“Not often. But then, we are busy; we don’t trouble about such things. The blood of the old Voortrekkers runs in our veins. At least there is freedom here.”

“Gods! I should say so,” he responded, and fell to contemplating once more the sameness of those leagues upon leagues of interminable, sun-scorched veld, with its dried-up water-courses, its gaping fissures, and scrubby blackened bush, among which at long intervals pushed the smooth green fingers of the milkbush, and the stunted, gnarled trunks of the butterbloem, yellow as though smeared with sulphur, with bell-shaped flowers blooming on long blood-red stems. Boulders of iron-stone broke the sameness, and an occasional hill, rounded or peaked, not rising gradually but seeming to have been dumped down there, or happened otherwise by accident.

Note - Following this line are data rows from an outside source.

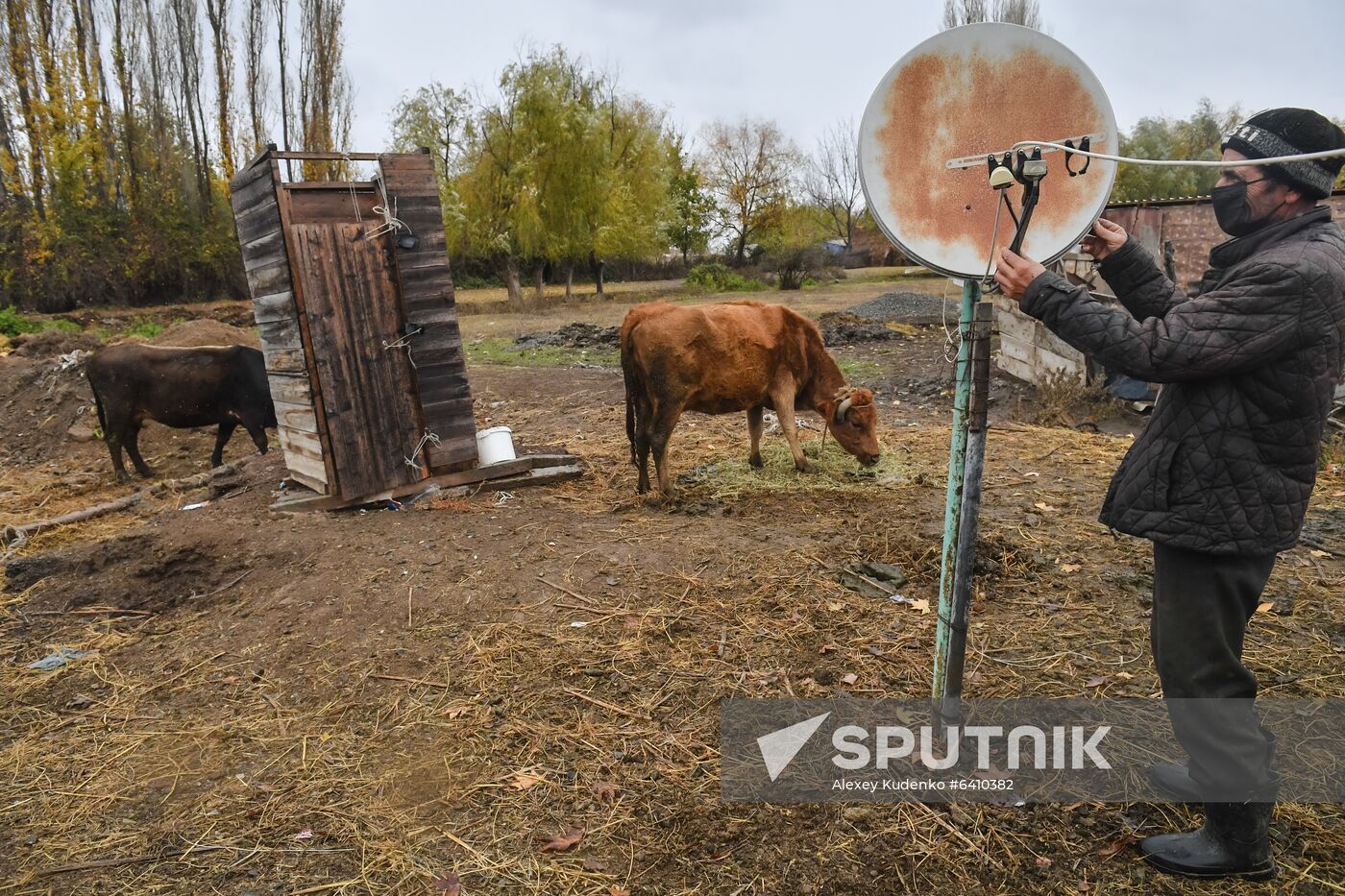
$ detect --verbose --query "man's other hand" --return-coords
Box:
[1084,218,1126,261]
[995,248,1046,302]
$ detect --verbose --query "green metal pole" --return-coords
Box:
[932,278,981,701]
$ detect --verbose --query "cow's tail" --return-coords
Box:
[622,327,643,464]
[85,369,108,440]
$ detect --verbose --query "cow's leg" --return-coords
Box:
[649,400,682,500]
[209,420,238,470]
[102,420,131,482]
[125,423,158,479]
[747,405,766,470]
[635,396,653,496]
[248,425,268,455]
[770,383,813,472]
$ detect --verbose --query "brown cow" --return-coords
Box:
[85,345,276,480]
[622,302,880,497]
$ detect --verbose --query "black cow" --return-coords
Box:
[85,345,276,482]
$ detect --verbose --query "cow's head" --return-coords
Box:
[826,386,882,467]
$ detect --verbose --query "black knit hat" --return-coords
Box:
[1220,109,1345,199]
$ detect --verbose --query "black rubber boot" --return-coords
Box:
[1149,763,1201,803]
[1139,803,1275,880]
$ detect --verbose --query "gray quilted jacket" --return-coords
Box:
[1021,207,1345,554]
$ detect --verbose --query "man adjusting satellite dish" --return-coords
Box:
[995,109,1345,876]
[860,18,1345,877]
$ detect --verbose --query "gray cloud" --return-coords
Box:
[346,0,1345,150]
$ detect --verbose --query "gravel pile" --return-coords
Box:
[846,292,958,323]
[818,311,901,346]
[514,322,620,349]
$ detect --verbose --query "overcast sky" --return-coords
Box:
[338,0,1345,151]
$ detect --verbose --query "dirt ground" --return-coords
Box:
[0,281,1345,896]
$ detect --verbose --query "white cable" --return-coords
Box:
[1009,140,1345,168]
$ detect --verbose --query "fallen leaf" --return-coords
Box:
[508,771,546,789]
[430,872,463,896]
[542,828,584,853]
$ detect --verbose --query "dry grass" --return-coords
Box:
[0,283,1345,895]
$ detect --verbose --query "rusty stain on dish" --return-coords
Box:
[877,47,1113,264]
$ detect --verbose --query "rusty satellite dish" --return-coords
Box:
[860,23,1117,278]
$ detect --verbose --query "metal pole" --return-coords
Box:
[932,278,981,701]
[939,302,994,725]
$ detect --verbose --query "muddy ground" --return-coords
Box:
[0,276,1345,896]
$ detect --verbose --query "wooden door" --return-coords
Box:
[293,224,425,499]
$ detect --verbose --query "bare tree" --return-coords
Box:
[700,118,799,264]
[6,0,47,221]
[168,0,209,217]
[299,0,351,181]
[272,0,292,150]
[803,118,864,249]
[243,0,270,152]
[111,0,140,205]
[206,0,235,179]
[942,0,1045,31]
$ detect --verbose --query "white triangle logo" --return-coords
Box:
[757,713,831,781]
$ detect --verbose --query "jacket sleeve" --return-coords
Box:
[1097,237,1187,320]
[1021,262,1310,382]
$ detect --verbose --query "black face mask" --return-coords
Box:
[1210,178,1268,237]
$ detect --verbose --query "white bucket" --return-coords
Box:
[477,426,518,467]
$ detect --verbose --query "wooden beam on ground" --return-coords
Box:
[270,455,584,513]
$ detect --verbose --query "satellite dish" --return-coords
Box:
[860,23,1117,278]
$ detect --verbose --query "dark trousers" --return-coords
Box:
[1149,543,1275,802]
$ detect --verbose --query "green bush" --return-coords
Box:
[125,318,164,339]
[686,261,767,292]
[453,275,504,289]
[0,305,43,336]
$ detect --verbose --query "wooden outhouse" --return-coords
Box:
[230,147,481,506]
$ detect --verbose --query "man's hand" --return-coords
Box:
[1084,218,1126,261]
[995,248,1046,302]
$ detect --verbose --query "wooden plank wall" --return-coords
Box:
[379,154,477,473]
[290,222,424,499]
[229,154,330,494]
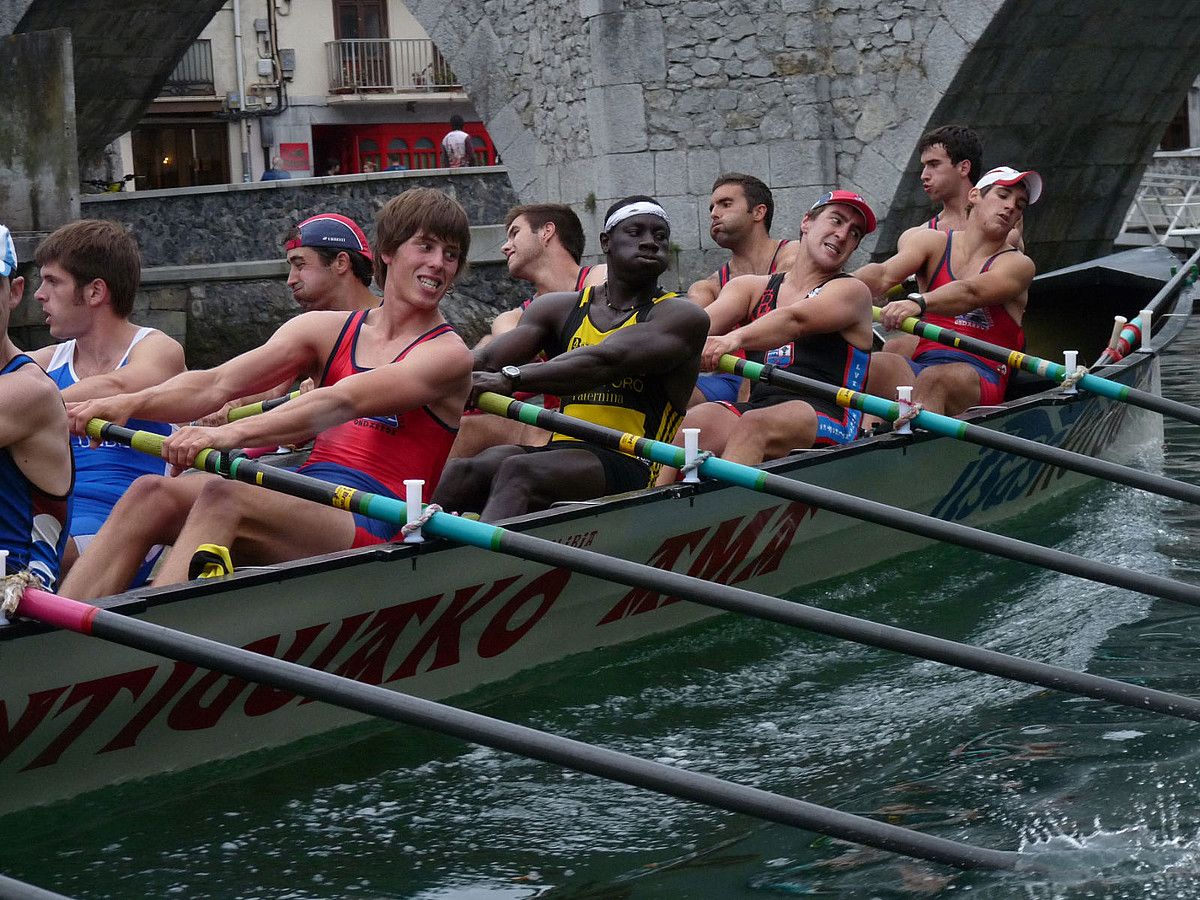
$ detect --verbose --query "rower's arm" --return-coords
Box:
[704,275,770,335]
[853,227,946,296]
[902,252,1036,316]
[62,331,185,403]
[473,292,578,372]
[521,299,708,394]
[68,312,326,434]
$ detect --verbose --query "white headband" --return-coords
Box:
[604,200,671,232]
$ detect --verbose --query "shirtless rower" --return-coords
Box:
[0,226,74,590]
[659,191,876,485]
[854,166,1042,415]
[434,197,708,521]
[29,220,184,583]
[450,203,607,460]
[64,188,470,598]
[688,172,797,407]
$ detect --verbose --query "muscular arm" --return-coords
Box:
[508,299,708,394]
[474,292,578,372]
[70,312,333,433]
[62,331,184,402]
[906,252,1034,316]
[853,227,946,296]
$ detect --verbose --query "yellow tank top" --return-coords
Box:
[551,287,683,481]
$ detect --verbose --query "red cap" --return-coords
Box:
[809,191,878,235]
[283,212,372,259]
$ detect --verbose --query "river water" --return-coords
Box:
[7,323,1200,900]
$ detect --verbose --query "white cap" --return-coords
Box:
[976,166,1042,203]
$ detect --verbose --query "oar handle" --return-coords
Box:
[226,391,300,422]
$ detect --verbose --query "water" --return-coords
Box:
[7,323,1200,900]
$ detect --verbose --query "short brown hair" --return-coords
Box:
[713,172,775,232]
[374,187,470,288]
[34,218,142,319]
[504,203,587,263]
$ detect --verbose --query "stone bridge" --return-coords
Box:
[0,0,1200,271]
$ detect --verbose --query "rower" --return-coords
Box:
[659,191,876,485]
[0,226,74,590]
[434,197,708,521]
[688,172,797,407]
[854,166,1042,415]
[30,220,184,586]
[198,212,380,425]
[450,203,607,460]
[64,188,470,598]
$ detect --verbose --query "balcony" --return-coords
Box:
[158,41,217,97]
[325,38,462,94]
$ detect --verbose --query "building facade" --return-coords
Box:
[116,0,497,190]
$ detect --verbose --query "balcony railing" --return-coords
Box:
[325,38,462,94]
[158,41,216,97]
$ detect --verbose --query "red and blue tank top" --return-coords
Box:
[308,310,458,497]
[912,232,1025,378]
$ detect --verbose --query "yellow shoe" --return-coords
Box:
[187,544,233,580]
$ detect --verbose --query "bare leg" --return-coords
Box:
[430,444,524,512]
[448,415,550,460]
[721,400,817,466]
[480,448,607,522]
[654,403,738,485]
[912,362,979,415]
[154,479,354,587]
[61,474,220,600]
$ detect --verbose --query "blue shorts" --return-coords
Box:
[293,462,400,547]
[696,372,742,403]
[908,348,1000,384]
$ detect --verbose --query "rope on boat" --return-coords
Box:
[0,569,42,619]
[679,450,713,475]
[400,503,442,538]
[892,402,925,430]
[1062,366,1087,390]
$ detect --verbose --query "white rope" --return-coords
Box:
[0,569,42,619]
[892,403,925,428]
[400,503,442,538]
[1062,366,1087,389]
[679,450,713,475]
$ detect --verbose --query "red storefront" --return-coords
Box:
[312,121,497,175]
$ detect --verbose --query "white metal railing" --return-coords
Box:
[1117,172,1200,244]
[325,38,462,94]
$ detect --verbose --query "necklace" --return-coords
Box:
[604,289,647,312]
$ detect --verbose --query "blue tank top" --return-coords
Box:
[47,328,170,536]
[0,354,71,590]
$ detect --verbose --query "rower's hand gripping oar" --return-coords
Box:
[2,588,1018,869]
[871,306,1200,425]
[88,417,1200,734]
[719,354,1200,504]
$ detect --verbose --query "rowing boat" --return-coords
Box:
[0,248,1192,812]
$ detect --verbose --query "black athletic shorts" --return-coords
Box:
[522,440,650,494]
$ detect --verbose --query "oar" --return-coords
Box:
[871,306,1200,425]
[7,588,1018,869]
[226,391,300,422]
[88,420,1200,721]
[479,394,1200,606]
[719,354,1200,503]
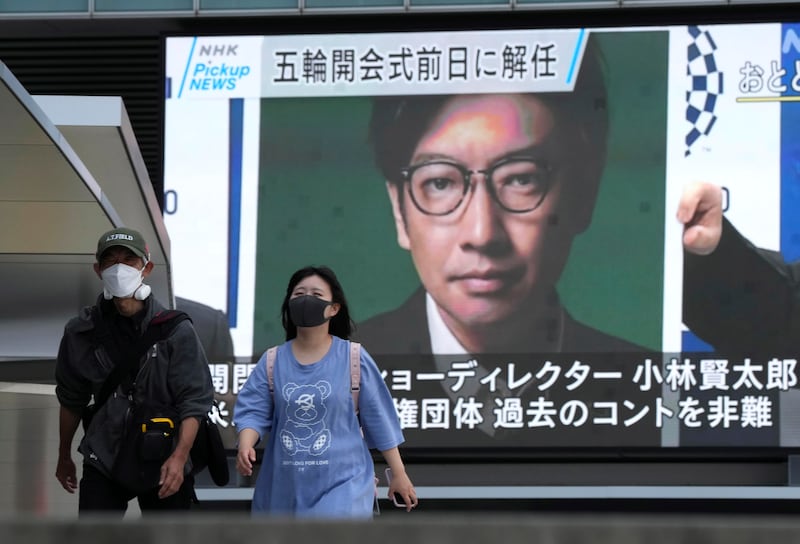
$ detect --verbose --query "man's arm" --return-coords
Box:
[56,406,81,493]
[678,184,800,356]
[158,417,200,499]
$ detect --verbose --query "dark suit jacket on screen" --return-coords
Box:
[355,289,647,355]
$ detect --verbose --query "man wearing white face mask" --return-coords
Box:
[56,228,214,516]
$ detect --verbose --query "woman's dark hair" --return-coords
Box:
[281,266,353,340]
[368,35,608,183]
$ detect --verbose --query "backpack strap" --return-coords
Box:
[267,346,278,395]
[350,342,361,414]
[92,307,191,409]
[267,342,361,413]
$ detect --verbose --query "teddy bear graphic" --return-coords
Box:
[280,380,331,455]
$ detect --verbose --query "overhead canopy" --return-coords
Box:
[0,62,172,359]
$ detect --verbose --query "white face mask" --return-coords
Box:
[100,263,150,300]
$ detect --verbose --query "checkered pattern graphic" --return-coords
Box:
[684,26,722,157]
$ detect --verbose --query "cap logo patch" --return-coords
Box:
[106,233,133,242]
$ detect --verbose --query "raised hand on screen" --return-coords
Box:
[677,182,722,255]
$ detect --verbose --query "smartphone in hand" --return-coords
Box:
[385,467,406,508]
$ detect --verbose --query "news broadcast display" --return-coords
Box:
[164,23,800,452]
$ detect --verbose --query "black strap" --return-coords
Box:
[92,306,190,410]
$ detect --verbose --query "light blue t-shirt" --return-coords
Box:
[233,336,403,518]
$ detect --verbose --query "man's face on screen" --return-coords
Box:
[387,95,590,336]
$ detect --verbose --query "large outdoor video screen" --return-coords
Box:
[164,23,800,452]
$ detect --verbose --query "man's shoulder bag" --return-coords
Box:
[84,310,189,494]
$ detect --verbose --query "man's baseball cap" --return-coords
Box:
[95,228,150,261]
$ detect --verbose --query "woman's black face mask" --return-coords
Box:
[289,295,333,327]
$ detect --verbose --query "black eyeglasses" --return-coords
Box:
[400,157,552,215]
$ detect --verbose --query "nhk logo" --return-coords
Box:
[189,43,251,91]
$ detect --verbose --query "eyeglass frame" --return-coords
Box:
[400,155,554,217]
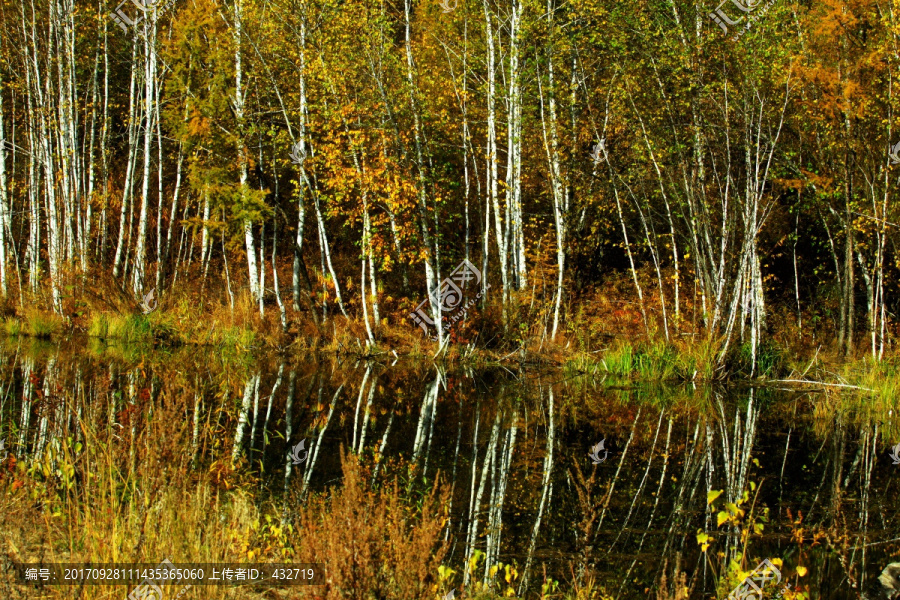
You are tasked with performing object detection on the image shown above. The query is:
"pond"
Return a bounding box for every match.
[0,339,900,599]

Honor’s eyes rested dreamily upon the scene.

“You should see it after the rains fall,” she said. “It is wonderful then.”

“It is wonderful now,” he returned. “I have never beheld anything so extraordinarily moving and impressive.”

“But you don’t like it,” she said quickly.

“Oh, like! ... the term scarcely applies. I couldn’t live here... I’d be afraid to live here—not physically, of course. I mean it’s so immense, so unpeopled. The Karroo is jealous of life; it crushes it. I’d go down under the spell of it. I can imagine a man falling into the habit of talking aloud to himself here—for company.”

“One need not live alone,” she said.

“You love the solitudes,” he said, looking at her wonderingly.

“Yes; I suppose I do. I love the veld... It is my blood—that intense love of the land.”